Kids with kitchen duty appeared bearing trays of food, all covered with gleaming silver tops so that you couldn’t see what was inside, sparking wild speculation about what might be for dinner.
“Otters Wellington!” one boy cried.
“Salted kitten and shrew’s liver!” another said, to which the younger children responded with gagging sounds. But when the covers were finally lifted, a feast of kingly proportions was revealed: a roasted goose, its flesh a perfect golden brown; a whole salmon and a whole cod, each outfitted with lemons and fresh dill and pats of melting butter; a bowl of steamed mussels; platters of roasted vegetables; loaves of bread still cooling from the oven; and all manner of jellies and sauces I didn’t recognize but that looked delicious. It all glowed invitingly in the flicker of gaslight lamps, a world away from the oily stews of indeterminate origin I’d been choking down at the Priest Hole. I hadn’t eaten since breakfast and proceeded to stuff myself silly.
It shouldn’t have surprised me that peculiar children have peculiar eating habits, but between forkfuls of food I found myself sneaking glances around the room. Olive the levitating girl had to be belted into a chair screwed to the floor so that she wouldn’t float up to the ceiling. So the rest of us wouldn’t be plagued by insects, Hugh, the boy who had bees living in his stomach, ate under a large mosquito net at a table for one in the corner. Claire, a doll-like girl with immaculate golden curls, sat next to Miss Peregrine but ate not a morsel.
“Aren’t you hungry?” I asked her.
“Claire don’t eat with the rest of us,” Hugh volunteered, a bee esca
“I am not!” she said, glaring at him.
“Yeah? Then eat something!”
“No one here is embarrassed of their gift,” Miss Peregrine said. “Miss Densmore simply prefers to dine alone. Isn’t that right, Miss Densmore?”
The girl stared at the empty place before her, clearly wishing that all the attention would vanish.
“Claire has a backmouth,” explained Millard, who sat beside me now in a smoking jacket (and nothing else).
“Go on, show him!” someone said. Soon everyone at the table was pressuring Claire to eat something. And finally, just to shut them up, she did.
A leg of goose was set before her. She turned around in her chair, and gripping its arms she bent over backward, dipping the back of her head to the plate. I heard a distinct smacking sound, and when she lifted her head again a giant bite had disappeared from the goose leg. Beneath her golden hair was a set of sharp-toothed jaws. Suddenly, I understood the strange picture of Claire that I’d seen in Miss Peregrine’s album, to which the photographer had devoted two panels: one for her daintily pretty face and another for the curls that so thoroughly masked the back of her head.

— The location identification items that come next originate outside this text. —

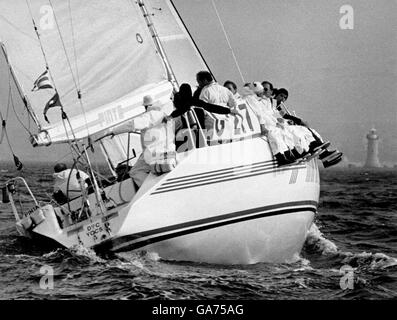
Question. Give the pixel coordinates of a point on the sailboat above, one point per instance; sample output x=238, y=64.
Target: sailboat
x=226, y=201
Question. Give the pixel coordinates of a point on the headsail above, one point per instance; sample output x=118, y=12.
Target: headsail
x=179, y=47
x=102, y=48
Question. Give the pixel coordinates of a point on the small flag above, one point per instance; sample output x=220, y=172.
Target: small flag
x=18, y=163
x=53, y=102
x=3, y=130
x=43, y=82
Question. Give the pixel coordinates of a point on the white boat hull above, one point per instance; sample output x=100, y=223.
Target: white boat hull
x=240, y=209
x=244, y=210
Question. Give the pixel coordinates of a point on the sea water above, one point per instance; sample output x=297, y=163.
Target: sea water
x=350, y=253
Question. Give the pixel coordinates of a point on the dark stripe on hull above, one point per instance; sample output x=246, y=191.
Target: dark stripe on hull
x=198, y=225
x=225, y=178
x=221, y=171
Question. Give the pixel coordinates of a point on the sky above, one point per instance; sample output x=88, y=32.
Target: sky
x=341, y=81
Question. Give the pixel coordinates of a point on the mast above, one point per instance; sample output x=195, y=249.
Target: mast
x=20, y=91
x=157, y=42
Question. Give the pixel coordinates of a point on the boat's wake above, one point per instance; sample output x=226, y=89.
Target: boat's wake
x=322, y=252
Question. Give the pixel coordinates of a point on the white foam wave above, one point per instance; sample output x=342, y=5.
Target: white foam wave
x=316, y=240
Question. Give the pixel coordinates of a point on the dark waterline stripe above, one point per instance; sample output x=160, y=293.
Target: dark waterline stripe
x=224, y=219
x=170, y=189
x=221, y=170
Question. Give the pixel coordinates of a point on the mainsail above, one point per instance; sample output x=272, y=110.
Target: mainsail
x=99, y=50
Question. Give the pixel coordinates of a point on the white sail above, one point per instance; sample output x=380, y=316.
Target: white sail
x=102, y=48
x=179, y=47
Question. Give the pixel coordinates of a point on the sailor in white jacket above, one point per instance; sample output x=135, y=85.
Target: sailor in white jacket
x=147, y=123
x=67, y=182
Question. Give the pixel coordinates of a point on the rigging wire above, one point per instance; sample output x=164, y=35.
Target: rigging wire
x=70, y=67
x=73, y=147
x=96, y=187
x=227, y=40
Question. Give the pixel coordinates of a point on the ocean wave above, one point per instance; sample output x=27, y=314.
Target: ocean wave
x=316, y=241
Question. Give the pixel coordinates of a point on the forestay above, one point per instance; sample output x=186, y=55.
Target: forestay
x=102, y=48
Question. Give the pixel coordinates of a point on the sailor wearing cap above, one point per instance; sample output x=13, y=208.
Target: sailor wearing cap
x=145, y=123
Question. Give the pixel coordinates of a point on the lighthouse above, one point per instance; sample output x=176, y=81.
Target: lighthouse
x=372, y=150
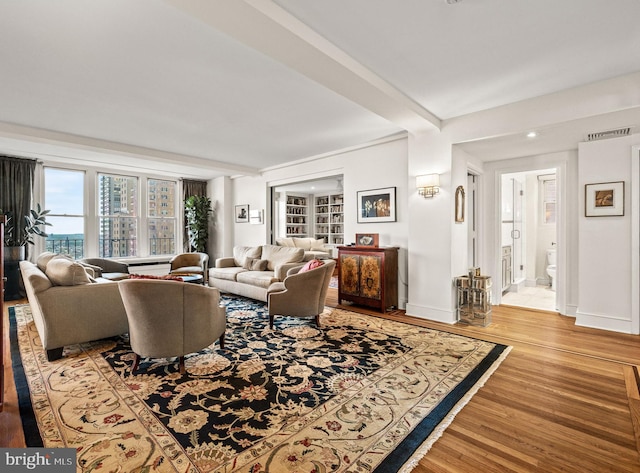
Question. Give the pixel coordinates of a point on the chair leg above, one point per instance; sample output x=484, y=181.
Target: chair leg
x=136, y=361
x=54, y=354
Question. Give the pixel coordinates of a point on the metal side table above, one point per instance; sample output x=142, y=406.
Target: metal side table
x=473, y=300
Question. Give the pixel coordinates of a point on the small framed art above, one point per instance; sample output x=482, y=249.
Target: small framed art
x=255, y=217
x=367, y=239
x=605, y=199
x=242, y=213
x=377, y=205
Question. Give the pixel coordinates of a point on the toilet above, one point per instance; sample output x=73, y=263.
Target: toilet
x=551, y=267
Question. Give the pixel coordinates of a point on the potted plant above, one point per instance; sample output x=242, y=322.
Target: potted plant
x=197, y=210
x=16, y=242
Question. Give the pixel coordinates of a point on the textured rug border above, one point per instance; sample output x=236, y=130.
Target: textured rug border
x=30, y=428
x=501, y=351
x=407, y=454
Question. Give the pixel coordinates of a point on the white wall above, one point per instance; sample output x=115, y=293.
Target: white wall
x=432, y=228
x=372, y=167
x=605, y=252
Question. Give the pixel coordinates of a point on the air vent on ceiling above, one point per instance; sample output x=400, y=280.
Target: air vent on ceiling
x=603, y=135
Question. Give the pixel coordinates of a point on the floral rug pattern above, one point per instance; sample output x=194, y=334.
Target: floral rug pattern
x=298, y=398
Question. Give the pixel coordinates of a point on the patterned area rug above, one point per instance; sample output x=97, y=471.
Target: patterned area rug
x=361, y=394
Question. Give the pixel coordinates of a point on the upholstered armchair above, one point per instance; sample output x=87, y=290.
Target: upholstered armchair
x=170, y=318
x=107, y=268
x=302, y=293
x=191, y=263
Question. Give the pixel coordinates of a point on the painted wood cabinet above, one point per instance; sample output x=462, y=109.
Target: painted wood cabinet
x=368, y=276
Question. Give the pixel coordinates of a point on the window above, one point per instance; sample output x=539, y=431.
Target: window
x=548, y=196
x=117, y=216
x=64, y=197
x=161, y=216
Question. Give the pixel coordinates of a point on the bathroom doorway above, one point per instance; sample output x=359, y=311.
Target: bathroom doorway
x=528, y=238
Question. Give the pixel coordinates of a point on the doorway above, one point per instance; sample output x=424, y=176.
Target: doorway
x=528, y=239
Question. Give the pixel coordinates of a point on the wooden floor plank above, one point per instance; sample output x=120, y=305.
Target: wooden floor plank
x=562, y=400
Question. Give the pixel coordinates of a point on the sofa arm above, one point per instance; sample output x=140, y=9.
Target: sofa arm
x=226, y=262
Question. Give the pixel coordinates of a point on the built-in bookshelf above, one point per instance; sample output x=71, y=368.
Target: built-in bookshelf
x=329, y=218
x=297, y=216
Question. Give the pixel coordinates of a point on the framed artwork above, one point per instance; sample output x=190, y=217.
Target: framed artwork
x=377, y=205
x=459, y=204
x=605, y=199
x=242, y=213
x=367, y=239
x=255, y=217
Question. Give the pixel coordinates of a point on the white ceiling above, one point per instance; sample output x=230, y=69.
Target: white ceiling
x=219, y=87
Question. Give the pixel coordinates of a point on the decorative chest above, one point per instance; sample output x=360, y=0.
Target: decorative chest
x=368, y=276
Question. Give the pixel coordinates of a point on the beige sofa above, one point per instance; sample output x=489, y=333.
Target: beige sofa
x=313, y=249
x=68, y=305
x=252, y=269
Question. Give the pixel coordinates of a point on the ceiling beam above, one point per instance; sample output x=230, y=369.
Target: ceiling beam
x=77, y=145
x=266, y=27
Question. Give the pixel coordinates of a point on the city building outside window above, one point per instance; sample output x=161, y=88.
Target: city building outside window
x=161, y=216
x=64, y=197
x=117, y=216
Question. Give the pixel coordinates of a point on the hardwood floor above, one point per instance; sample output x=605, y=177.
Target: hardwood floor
x=565, y=399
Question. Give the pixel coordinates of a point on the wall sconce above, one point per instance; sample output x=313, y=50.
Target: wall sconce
x=428, y=185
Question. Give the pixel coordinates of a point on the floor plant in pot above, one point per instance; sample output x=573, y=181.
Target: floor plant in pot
x=16, y=243
x=197, y=210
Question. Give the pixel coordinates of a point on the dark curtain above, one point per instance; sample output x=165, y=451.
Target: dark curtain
x=189, y=188
x=16, y=190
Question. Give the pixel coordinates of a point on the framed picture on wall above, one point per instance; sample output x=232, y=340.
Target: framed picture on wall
x=242, y=213
x=377, y=205
x=605, y=199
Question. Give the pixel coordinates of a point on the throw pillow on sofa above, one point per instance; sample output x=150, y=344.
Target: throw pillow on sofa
x=167, y=277
x=255, y=264
x=241, y=253
x=66, y=272
x=312, y=264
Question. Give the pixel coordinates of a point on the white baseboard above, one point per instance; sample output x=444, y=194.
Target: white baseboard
x=429, y=313
x=603, y=322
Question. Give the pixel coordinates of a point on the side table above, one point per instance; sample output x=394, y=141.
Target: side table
x=474, y=300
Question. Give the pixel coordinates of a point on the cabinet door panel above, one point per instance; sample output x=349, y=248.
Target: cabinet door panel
x=349, y=274
x=370, y=272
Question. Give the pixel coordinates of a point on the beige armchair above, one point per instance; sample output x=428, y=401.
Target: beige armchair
x=301, y=294
x=191, y=263
x=169, y=318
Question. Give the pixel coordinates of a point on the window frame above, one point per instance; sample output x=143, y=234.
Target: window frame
x=91, y=207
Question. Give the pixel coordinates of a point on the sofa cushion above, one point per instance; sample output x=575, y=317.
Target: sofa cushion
x=304, y=243
x=240, y=253
x=65, y=272
x=254, y=264
x=277, y=255
x=226, y=273
x=261, y=279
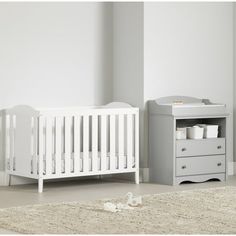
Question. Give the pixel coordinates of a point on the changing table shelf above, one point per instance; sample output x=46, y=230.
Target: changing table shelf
x=174, y=161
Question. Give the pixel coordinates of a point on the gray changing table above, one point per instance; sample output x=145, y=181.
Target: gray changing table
x=174, y=161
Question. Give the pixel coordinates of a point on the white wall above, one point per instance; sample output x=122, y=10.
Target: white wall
x=234, y=86
x=128, y=53
x=128, y=45
x=188, y=50
x=55, y=54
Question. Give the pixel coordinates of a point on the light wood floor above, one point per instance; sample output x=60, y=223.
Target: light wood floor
x=83, y=190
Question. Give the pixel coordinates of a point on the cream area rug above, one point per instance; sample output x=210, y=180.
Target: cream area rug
x=206, y=211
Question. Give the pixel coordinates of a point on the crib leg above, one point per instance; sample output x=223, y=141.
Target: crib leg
x=40, y=185
x=137, y=177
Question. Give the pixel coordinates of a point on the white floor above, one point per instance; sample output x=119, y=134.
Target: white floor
x=83, y=190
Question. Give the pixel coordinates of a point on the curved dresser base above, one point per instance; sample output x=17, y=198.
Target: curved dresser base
x=200, y=178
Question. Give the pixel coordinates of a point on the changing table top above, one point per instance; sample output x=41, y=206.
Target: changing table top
x=182, y=106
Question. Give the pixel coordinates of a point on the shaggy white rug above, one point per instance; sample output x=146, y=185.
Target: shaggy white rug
x=207, y=211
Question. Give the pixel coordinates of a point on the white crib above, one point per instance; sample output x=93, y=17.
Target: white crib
x=58, y=143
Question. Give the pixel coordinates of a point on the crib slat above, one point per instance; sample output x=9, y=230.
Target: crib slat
x=103, y=142
x=58, y=144
x=41, y=146
x=35, y=135
x=112, y=142
x=67, y=144
x=137, y=140
x=94, y=142
x=77, y=144
x=85, y=143
x=48, y=145
x=121, y=141
x=129, y=141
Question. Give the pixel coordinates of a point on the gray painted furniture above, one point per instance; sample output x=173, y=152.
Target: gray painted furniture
x=174, y=161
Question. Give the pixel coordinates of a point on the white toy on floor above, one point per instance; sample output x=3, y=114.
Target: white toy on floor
x=133, y=201
x=130, y=204
x=108, y=206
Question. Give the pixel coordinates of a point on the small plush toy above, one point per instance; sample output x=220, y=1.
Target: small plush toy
x=133, y=201
x=108, y=206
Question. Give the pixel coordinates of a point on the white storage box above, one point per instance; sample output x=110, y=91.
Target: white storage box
x=195, y=132
x=181, y=133
x=210, y=131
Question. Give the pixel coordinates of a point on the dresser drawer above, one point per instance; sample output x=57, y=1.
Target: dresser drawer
x=200, y=165
x=200, y=147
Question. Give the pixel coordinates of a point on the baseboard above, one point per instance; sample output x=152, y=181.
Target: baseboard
x=144, y=175
x=3, y=179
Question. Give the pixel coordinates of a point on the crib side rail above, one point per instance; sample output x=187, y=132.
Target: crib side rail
x=88, y=142
x=21, y=141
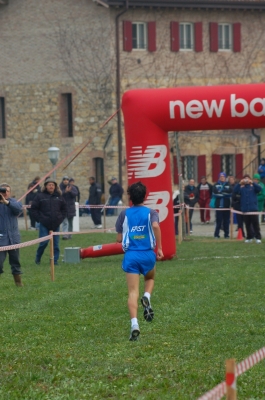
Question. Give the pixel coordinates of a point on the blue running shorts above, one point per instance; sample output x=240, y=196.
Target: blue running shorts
x=138, y=262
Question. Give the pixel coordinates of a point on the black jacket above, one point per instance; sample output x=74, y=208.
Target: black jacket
x=94, y=194
x=191, y=195
x=116, y=190
x=222, y=191
x=69, y=198
x=49, y=209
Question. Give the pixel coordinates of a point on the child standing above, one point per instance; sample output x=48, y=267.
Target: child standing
x=138, y=230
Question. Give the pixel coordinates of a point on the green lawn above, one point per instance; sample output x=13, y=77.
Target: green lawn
x=68, y=339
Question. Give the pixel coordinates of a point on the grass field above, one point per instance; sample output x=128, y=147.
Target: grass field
x=68, y=339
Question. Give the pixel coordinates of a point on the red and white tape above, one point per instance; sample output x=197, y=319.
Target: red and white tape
x=220, y=390
x=25, y=244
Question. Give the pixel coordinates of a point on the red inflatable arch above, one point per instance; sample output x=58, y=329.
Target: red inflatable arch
x=150, y=113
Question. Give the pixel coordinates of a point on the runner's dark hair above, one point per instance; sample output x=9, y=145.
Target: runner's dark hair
x=137, y=193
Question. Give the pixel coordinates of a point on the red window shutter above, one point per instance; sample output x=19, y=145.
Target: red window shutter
x=174, y=33
x=175, y=171
x=213, y=36
x=237, y=37
x=201, y=167
x=127, y=36
x=216, y=167
x=198, y=36
x=152, y=36
x=239, y=166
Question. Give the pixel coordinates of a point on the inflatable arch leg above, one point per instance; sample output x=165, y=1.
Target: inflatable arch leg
x=150, y=113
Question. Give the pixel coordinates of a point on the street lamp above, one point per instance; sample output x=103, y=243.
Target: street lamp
x=53, y=154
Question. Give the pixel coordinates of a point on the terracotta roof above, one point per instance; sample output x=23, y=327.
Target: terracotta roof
x=206, y=4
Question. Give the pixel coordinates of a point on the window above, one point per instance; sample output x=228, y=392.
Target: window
x=139, y=35
x=228, y=164
x=99, y=171
x=66, y=115
x=186, y=36
x=2, y=118
x=224, y=36
x=189, y=167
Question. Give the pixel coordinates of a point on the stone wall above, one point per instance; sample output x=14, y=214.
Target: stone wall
x=68, y=46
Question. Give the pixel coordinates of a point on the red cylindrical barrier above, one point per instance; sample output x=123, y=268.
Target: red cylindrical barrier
x=101, y=250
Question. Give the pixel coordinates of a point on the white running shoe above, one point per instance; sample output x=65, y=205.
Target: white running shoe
x=135, y=332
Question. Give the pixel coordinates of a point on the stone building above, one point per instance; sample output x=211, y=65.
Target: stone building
x=65, y=64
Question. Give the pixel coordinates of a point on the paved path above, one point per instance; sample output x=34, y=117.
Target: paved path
x=86, y=223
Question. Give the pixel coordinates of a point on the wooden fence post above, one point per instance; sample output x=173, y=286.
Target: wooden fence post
x=188, y=219
x=230, y=379
x=231, y=223
x=180, y=228
x=51, y=256
x=104, y=218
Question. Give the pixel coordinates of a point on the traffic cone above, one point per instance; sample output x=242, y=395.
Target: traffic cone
x=239, y=234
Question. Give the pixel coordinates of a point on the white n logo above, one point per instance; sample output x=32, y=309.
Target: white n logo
x=158, y=201
x=140, y=163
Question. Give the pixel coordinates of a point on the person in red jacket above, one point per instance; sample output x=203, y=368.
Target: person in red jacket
x=205, y=194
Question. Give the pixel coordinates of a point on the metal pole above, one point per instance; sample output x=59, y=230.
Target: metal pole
x=181, y=193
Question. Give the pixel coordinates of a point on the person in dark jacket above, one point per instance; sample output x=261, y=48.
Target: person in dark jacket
x=69, y=193
x=115, y=192
x=28, y=201
x=236, y=205
x=95, y=199
x=261, y=170
x=9, y=233
x=205, y=194
x=222, y=192
x=72, y=182
x=49, y=209
x=191, y=197
x=248, y=191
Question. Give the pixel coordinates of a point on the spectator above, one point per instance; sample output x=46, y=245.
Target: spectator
x=95, y=199
x=49, y=209
x=236, y=204
x=261, y=170
x=28, y=201
x=191, y=197
x=222, y=192
x=176, y=202
x=138, y=230
x=69, y=193
x=261, y=194
x=72, y=182
x=9, y=211
x=248, y=191
x=36, y=180
x=205, y=194
x=115, y=192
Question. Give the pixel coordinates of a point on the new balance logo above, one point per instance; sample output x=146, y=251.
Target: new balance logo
x=148, y=164
x=158, y=201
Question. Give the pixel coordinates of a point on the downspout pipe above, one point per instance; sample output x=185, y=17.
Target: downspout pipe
x=258, y=138
x=118, y=88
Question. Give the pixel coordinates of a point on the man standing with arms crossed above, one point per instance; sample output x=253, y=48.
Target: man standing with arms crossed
x=139, y=232
x=9, y=233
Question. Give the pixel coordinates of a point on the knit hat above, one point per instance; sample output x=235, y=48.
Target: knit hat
x=256, y=176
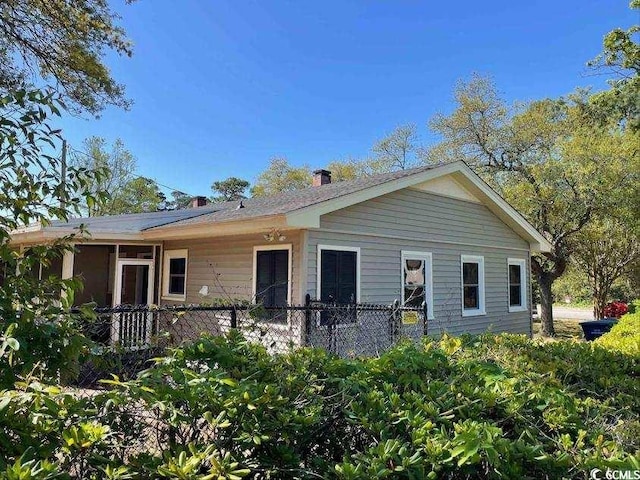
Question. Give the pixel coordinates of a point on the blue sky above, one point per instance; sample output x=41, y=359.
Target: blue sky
x=220, y=87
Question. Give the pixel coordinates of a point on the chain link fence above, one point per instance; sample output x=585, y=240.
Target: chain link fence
x=125, y=338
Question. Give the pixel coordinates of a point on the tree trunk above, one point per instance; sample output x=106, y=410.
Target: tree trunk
x=546, y=304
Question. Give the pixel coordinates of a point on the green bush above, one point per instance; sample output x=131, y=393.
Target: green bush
x=625, y=335
x=471, y=407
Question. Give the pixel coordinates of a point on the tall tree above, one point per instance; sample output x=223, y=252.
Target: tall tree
x=231, y=189
x=545, y=159
x=396, y=151
x=621, y=59
x=281, y=176
x=349, y=169
x=179, y=200
x=127, y=193
x=63, y=43
x=34, y=321
x=605, y=250
x=140, y=194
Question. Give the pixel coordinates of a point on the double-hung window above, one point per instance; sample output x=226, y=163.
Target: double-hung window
x=472, y=285
x=272, y=280
x=517, y=284
x=417, y=288
x=339, y=280
x=174, y=274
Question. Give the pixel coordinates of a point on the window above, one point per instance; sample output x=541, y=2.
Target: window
x=517, y=284
x=472, y=285
x=417, y=280
x=272, y=279
x=174, y=274
x=339, y=278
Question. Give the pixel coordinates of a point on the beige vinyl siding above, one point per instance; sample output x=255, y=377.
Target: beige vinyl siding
x=225, y=265
x=422, y=222
x=411, y=213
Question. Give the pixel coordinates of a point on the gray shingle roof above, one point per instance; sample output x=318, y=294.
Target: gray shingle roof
x=133, y=222
x=290, y=201
x=253, y=207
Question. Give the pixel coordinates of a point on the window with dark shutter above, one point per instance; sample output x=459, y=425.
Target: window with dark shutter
x=272, y=281
x=338, y=282
x=517, y=284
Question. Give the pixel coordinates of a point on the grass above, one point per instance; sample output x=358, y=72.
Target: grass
x=565, y=329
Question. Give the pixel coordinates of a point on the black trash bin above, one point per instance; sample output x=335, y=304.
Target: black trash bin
x=596, y=328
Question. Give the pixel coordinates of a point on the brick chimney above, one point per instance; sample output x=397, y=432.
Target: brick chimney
x=321, y=177
x=198, y=202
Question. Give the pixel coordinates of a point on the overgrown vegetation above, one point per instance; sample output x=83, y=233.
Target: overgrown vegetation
x=475, y=407
x=624, y=336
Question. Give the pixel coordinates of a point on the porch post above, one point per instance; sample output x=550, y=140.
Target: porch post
x=67, y=265
x=67, y=269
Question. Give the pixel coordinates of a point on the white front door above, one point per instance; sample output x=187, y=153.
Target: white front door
x=134, y=286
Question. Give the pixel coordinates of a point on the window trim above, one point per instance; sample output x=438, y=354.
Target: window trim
x=340, y=248
x=262, y=248
x=168, y=255
x=522, y=263
x=427, y=257
x=481, y=310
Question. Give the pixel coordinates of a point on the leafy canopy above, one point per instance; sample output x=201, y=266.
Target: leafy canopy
x=38, y=335
x=228, y=190
x=62, y=43
x=128, y=193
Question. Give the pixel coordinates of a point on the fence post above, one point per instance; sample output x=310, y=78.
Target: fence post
x=394, y=321
x=425, y=316
x=234, y=317
x=307, y=318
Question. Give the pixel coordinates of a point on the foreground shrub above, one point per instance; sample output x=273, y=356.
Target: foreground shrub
x=615, y=309
x=471, y=407
x=624, y=336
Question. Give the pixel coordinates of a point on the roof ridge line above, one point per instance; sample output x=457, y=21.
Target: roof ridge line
x=177, y=220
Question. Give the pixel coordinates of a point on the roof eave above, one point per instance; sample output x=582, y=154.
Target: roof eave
x=51, y=234
x=216, y=229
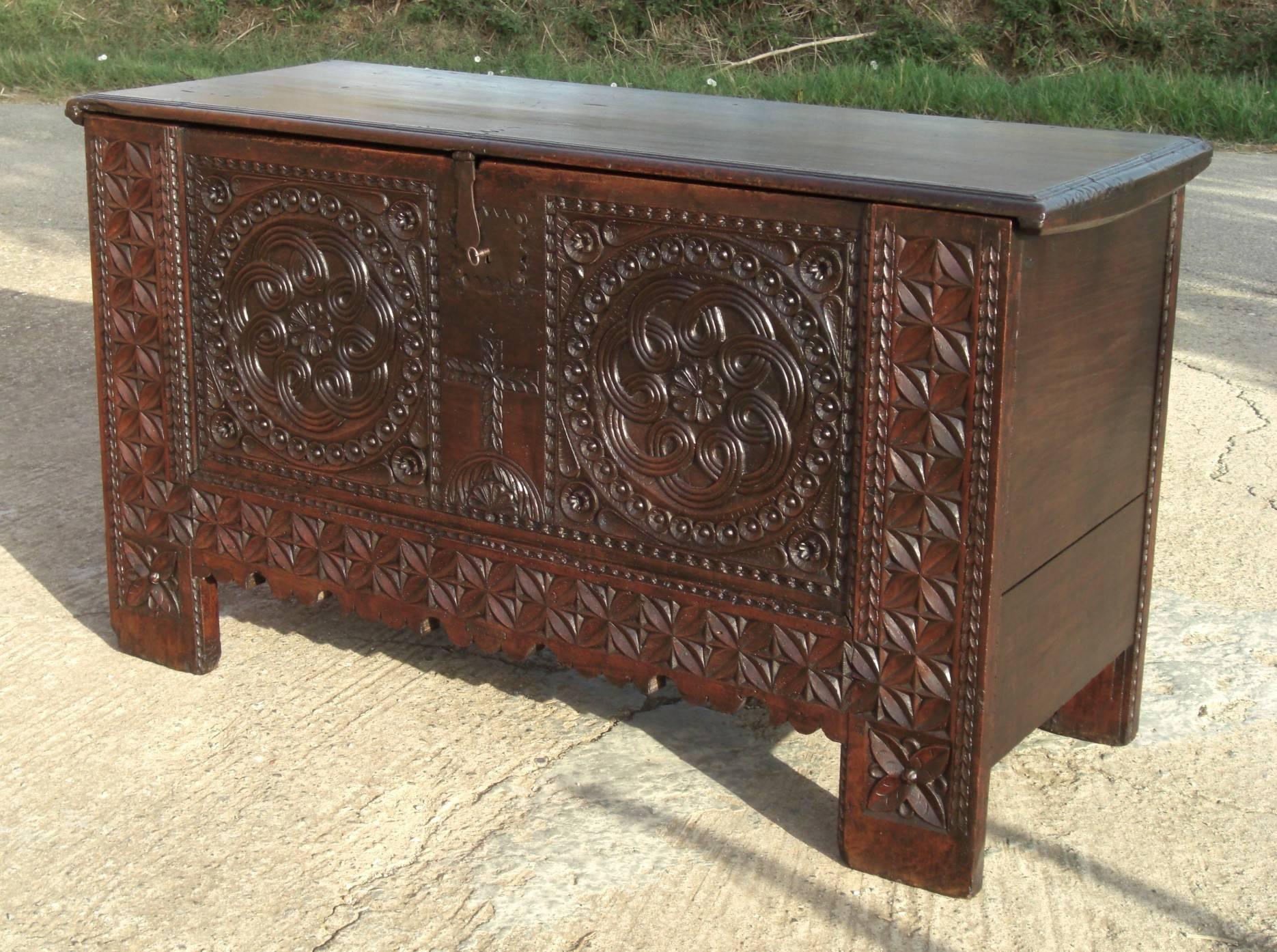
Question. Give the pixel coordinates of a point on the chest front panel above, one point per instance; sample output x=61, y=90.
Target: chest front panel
x=623, y=369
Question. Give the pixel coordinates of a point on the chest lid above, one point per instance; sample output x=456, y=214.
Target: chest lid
x=1049, y=178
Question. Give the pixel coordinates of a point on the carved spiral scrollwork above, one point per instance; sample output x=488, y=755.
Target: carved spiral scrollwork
x=312, y=325
x=700, y=389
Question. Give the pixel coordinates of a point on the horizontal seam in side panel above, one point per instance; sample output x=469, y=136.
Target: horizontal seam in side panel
x=1089, y=532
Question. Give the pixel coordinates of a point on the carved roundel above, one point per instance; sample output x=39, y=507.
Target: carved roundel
x=312, y=324
x=701, y=389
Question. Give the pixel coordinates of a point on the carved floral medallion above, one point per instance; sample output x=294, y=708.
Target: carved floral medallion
x=703, y=385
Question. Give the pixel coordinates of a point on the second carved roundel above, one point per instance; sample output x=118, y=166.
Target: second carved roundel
x=701, y=387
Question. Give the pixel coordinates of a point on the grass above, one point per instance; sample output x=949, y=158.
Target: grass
x=51, y=49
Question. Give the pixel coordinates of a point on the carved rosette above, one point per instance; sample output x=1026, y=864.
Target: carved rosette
x=314, y=306
x=410, y=574
x=701, y=387
x=927, y=456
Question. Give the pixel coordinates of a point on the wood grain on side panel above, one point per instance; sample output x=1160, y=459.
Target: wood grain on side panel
x=1082, y=377
x=1061, y=625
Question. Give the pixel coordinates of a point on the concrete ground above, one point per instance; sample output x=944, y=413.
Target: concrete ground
x=343, y=786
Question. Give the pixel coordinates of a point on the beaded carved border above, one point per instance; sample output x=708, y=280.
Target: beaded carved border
x=930, y=367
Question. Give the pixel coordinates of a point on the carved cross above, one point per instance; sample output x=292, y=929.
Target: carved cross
x=493, y=380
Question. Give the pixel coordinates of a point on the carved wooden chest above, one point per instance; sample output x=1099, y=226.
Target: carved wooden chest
x=848, y=413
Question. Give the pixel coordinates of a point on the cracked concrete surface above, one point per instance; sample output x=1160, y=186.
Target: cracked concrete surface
x=337, y=785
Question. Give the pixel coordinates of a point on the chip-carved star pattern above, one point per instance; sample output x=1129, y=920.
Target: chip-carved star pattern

Claire turned forward and crossed her arms, annoyed that she’d let herself be talked into such a humiliating demonstration. She sat in silence while the others peppered me with questions. After Miss Peregrine had dismissed a few more about my grandfather, the children turned to other subjects. They seemed especially interested in what life in the twenty-first century was like.
“What sort of flying motorcars do you have?” asked a pubescent boy named Horace, who wore a dark suit that made him look like an apprentice undertaker.
“None,” I said. “Not yet, anyway.”
“Have they built cities on the moon?” another boy asked hopefully.
“We left some garbage and a flag there in the sixties, but that’s about it.”